With regard to the open space preservation issue, the new legislation and revised COAH regulations essentially only prohibit development on vacant lands where development is prohibited by a state or federal agency. Technically, development is not prohibited on even protected farmland and open spaces, which leaves municipalities vulnerable to court decisions that will allow the constitutional mandate to build affordable housing to outweigh the need to preserve farmland and open space.

In addition to threatening to reverse the progress towns have made to provide parks and reserves for their residents, the revised regulations also have the potential to cripple municipal budgets and hit taxpayers hard. The reason is that the new regulations prohibit towns from meeting their affordable housing obligations by transferring some of their obligation to developed urban areas with the infrastructure in place to absorb additional dwellings. Instead, towns will be required to pay a 2.5 percent tax on any new residential and commercial development.
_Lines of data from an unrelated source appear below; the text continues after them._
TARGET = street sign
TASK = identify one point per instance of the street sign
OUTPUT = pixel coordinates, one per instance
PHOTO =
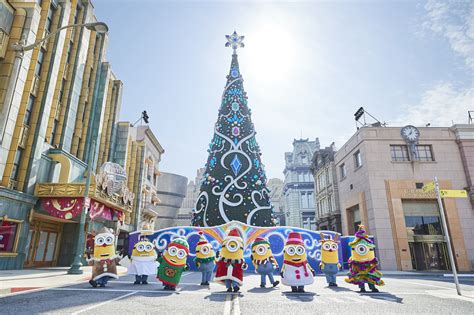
(428, 187)
(453, 193)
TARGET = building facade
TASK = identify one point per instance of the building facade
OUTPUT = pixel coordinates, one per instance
(171, 191)
(139, 152)
(380, 176)
(59, 107)
(328, 213)
(298, 186)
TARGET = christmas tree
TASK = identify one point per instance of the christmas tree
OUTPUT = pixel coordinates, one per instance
(233, 186)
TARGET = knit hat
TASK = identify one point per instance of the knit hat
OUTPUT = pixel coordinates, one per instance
(180, 242)
(360, 235)
(260, 240)
(295, 239)
(202, 239)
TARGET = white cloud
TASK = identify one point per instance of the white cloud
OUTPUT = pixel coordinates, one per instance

The tax on commercial development is to be used to replace the monies that towns used to send to urban areas while the tax on residential development is to be used to pay for the additional affordable housing mandated by Trenton. The problem with this arrangement is that, unlike the former system, the 2.5 percent tax is mandatory and can only be paid through one source — property taxes.
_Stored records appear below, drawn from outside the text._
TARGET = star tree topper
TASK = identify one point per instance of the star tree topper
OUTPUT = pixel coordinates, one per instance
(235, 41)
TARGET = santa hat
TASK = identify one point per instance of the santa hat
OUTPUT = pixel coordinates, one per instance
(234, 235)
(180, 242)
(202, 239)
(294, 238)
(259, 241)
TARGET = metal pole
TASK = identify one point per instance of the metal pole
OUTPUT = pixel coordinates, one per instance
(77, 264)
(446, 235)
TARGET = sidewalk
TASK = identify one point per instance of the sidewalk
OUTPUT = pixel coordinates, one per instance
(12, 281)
One town hit particularly hard by these new rules is Wall Township in Monmouth County. It has been estimated that Wall residents will face a $20 million tax increase to fund the construction of nearly 700 new affordable housing units the town is obligated to build under the new COAH regulations over the course of the next 10 years. Clearly, Wall taxpayers cannot bear this burden, or the strain on the town's infrastructure and school system. It's a problem a majority of municipalities will face if these regulations go unchallenged, which is why more than 230 towns have already filed suit in court to stop them.
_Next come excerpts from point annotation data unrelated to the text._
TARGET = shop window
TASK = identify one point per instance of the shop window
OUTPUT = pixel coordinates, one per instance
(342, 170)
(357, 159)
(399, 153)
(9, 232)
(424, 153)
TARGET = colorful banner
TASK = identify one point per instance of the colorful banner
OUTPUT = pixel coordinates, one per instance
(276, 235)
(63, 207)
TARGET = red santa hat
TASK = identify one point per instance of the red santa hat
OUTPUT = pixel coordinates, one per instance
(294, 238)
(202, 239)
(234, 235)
The Legislature can also do its part to ensure that the affordable housing legislation and new COAH regulations are reversed. Along with my colleagues Sen. Sean Kean and Assemblyman Dave Rible, I have sponsored several pieces of legislation that will limit the state's power to impose these unreasonable mandates upon our towns by restoring the Legislature's ability to establish reasonable and realistic affordable housing policies in New Jersey. Most importantly, these measures will take these decisions out of the hands of the state Supreme Court, which has once again usurped the authority of both the Legislature and the municipalities.

While I will continue to advocate for a legislative solution to overturn these illconceived affordable housing rules, I am heartened to see indications that the Democratic leadership has acknowledged the disastrous impact these policies will have on our towns and the middle class.

In fact, they have recently made a statement that they will hold hearings over the next few months to receive input from key stakeholders. If the hearings are anything like the one I held in Wall Township recently, they will be getting an earful from mayors and taxpayers. In fact, last month nearly 300 concerned residents attended this town meeting to join the fight to overturn these disastrous rules.

While I am pleased the Democrats have begun to hear my concerns and the concerns of hundreds of mayors and scores of taxpayers, it is unfortunate that a thoughtful and deliberative approach did not occur in the original drafting of this ill-conceived law. In the meantime, I will continue to push for passage of legislation to return zoning control to our towns and sanity to our affordable housing laws. I also urge taxpayers to participate in the upcoming hearings to have your voices heard. It's your money, it's your town, and it's our future.

Assemblywoman Mary Pat Angelini represents the 11th District.